Nella casa di via Bargero 80

Anche nella nuova casa acquistata nel 1996 c’era una stanza, seppure più piccola e quadrata, da dedicare al modellismo ferroviario e lì nacque un nuovo plastico adattando nelle misure quello precedente. Recuperai la stazione, il deposito delle locomotive e lo impostai come il precedente. La diversa dimensione della stanza, tuttavia, mi obbligò a modellare un percorso a spirale per conservare modeste le pendenze. Questo plastico è immortalato nel “corto” realizzato dall’amico Francesco Minarini dal titolo: “Grandi…piccoli”.

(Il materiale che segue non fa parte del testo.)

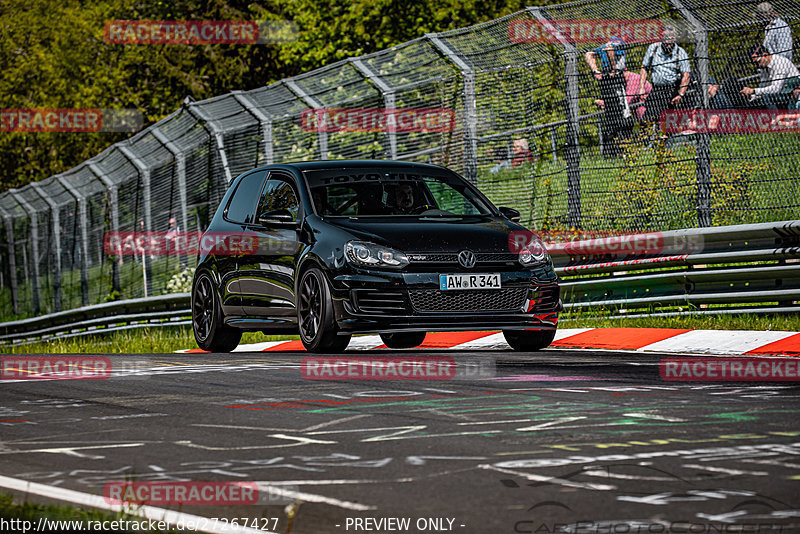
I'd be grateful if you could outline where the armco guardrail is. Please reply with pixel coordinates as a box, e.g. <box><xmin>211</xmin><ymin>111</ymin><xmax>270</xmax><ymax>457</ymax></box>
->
<box><xmin>553</xmin><ymin>221</ymin><xmax>800</xmax><ymax>315</ymax></box>
<box><xmin>0</xmin><ymin>221</ymin><xmax>800</xmax><ymax>344</ymax></box>
<box><xmin>0</xmin><ymin>293</ymin><xmax>191</xmax><ymax>346</ymax></box>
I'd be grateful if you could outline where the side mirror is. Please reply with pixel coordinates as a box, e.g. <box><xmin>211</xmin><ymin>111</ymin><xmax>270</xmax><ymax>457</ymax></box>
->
<box><xmin>258</xmin><ymin>209</ymin><xmax>294</xmax><ymax>226</ymax></box>
<box><xmin>497</xmin><ymin>206</ymin><xmax>519</xmax><ymax>222</ymax></box>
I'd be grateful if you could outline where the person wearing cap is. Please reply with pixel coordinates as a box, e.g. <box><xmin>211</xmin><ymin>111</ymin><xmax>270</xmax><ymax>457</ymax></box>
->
<box><xmin>741</xmin><ymin>45</ymin><xmax>800</xmax><ymax>109</ymax></box>
<box><xmin>756</xmin><ymin>2</ymin><xmax>792</xmax><ymax>61</ymax></box>
<box><xmin>639</xmin><ymin>26</ymin><xmax>691</xmax><ymax>122</ymax></box>
<box><xmin>585</xmin><ymin>37</ymin><xmax>634</xmax><ymax>157</ymax></box>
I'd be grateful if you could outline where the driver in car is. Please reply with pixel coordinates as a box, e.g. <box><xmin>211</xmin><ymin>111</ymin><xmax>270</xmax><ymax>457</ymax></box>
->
<box><xmin>394</xmin><ymin>184</ymin><xmax>416</xmax><ymax>215</ymax></box>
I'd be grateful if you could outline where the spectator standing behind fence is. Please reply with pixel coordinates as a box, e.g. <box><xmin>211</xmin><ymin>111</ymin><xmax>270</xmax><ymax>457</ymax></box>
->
<box><xmin>756</xmin><ymin>2</ymin><xmax>792</xmax><ymax>61</ymax></box>
<box><xmin>585</xmin><ymin>37</ymin><xmax>635</xmax><ymax>157</ymax></box>
<box><xmin>639</xmin><ymin>26</ymin><xmax>691</xmax><ymax>122</ymax></box>
<box><xmin>741</xmin><ymin>45</ymin><xmax>800</xmax><ymax>109</ymax></box>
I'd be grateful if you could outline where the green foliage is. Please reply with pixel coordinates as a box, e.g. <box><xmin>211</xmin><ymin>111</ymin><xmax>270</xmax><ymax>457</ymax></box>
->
<box><xmin>0</xmin><ymin>0</ymin><xmax>536</xmax><ymax>191</ymax></box>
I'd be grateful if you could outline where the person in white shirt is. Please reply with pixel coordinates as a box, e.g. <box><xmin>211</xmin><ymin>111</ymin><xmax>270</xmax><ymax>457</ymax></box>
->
<box><xmin>741</xmin><ymin>45</ymin><xmax>800</xmax><ymax>109</ymax></box>
<box><xmin>756</xmin><ymin>2</ymin><xmax>792</xmax><ymax>61</ymax></box>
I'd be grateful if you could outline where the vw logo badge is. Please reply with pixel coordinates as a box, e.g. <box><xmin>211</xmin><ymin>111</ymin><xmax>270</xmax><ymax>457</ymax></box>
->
<box><xmin>458</xmin><ymin>250</ymin><xmax>475</xmax><ymax>269</ymax></box>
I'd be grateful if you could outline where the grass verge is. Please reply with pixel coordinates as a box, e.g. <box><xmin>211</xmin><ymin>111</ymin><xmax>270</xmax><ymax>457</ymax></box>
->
<box><xmin>0</xmin><ymin>326</ymin><xmax>298</xmax><ymax>354</ymax></box>
<box><xmin>0</xmin><ymin>312</ymin><xmax>800</xmax><ymax>354</ymax></box>
<box><xmin>0</xmin><ymin>493</ymin><xmax>175</xmax><ymax>533</ymax></box>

E oggi in Viale della Repubblica

Ma i traslochi non erano finiti: infatti dal 2006 la nuova casa ha una ampia mansarda con due enormi stanze, la prima delle quali è dedicata a studio e la seconda al nuovo, quinto plastico, talmente enorme che dopo tanti anni non è ancora completato anche perché da un lato ci sono tanti impegni da assolvere, dall’altro la voglia di fare tutto con precisione quasi maniacale. Anche quest’ultimo plastico conserva la stazione così come impostata nel 1991 con cinque binari per i passeggeri e tre per il fascio merci, anche qui attraversata da una linea a doppio binario che poi si dipana in un grande ovale lungo la stanza e dalla stazione partono due linee a semplice binario che si concludono, la prima in una stazione secondaria, la seconda all’interno di una galleria; alla stazione è collegato il deposito delle locomotive con piattaforma girevole e quattro depositi. Dall’altro lato della stazione v’è il deposito diesel con le macchine in sosta. Novità di questo plastico sono due stazioni nascoste con cinque binari che permettono così di far circolare più treni impostando un orario, oppure, manovrando opportunamente gli scambi non visibili, di trasformarlo in un ovale. Una sola cosa non muta in tutti plastici finora realizzati: la prima torre di polistirolo che svetta tuttora sopra uno dei rilievi di cartapesta.
Di pari passo la collezione dei modelli è cresciuta fino ad oggi raggiungendo, per ora, i 1.328 modelli. Il materiale motore: locomotori elettrici, locomotive a vapore, locomotori diesel, automotrici ed elettromotrici sono, salvo qualche unità, tutti appartenenti alle ferrovie italiane, con predilezione per gli anni del secolo scorso. Vetture passeggeri e carri merci invece appartengono alle più disparate compagnie ferroviarie europee, con maggior attenzione ai veicoli italiani.
In particolare, il deposito conta 91 locomotive a vapore, 100 locomotori elettrici, 33 locomotori termici, 27 locomotive da manovra, 181 automotrici termiche, elettriche e rimorchi, 592 vetture passeggeri e 304 carri merce.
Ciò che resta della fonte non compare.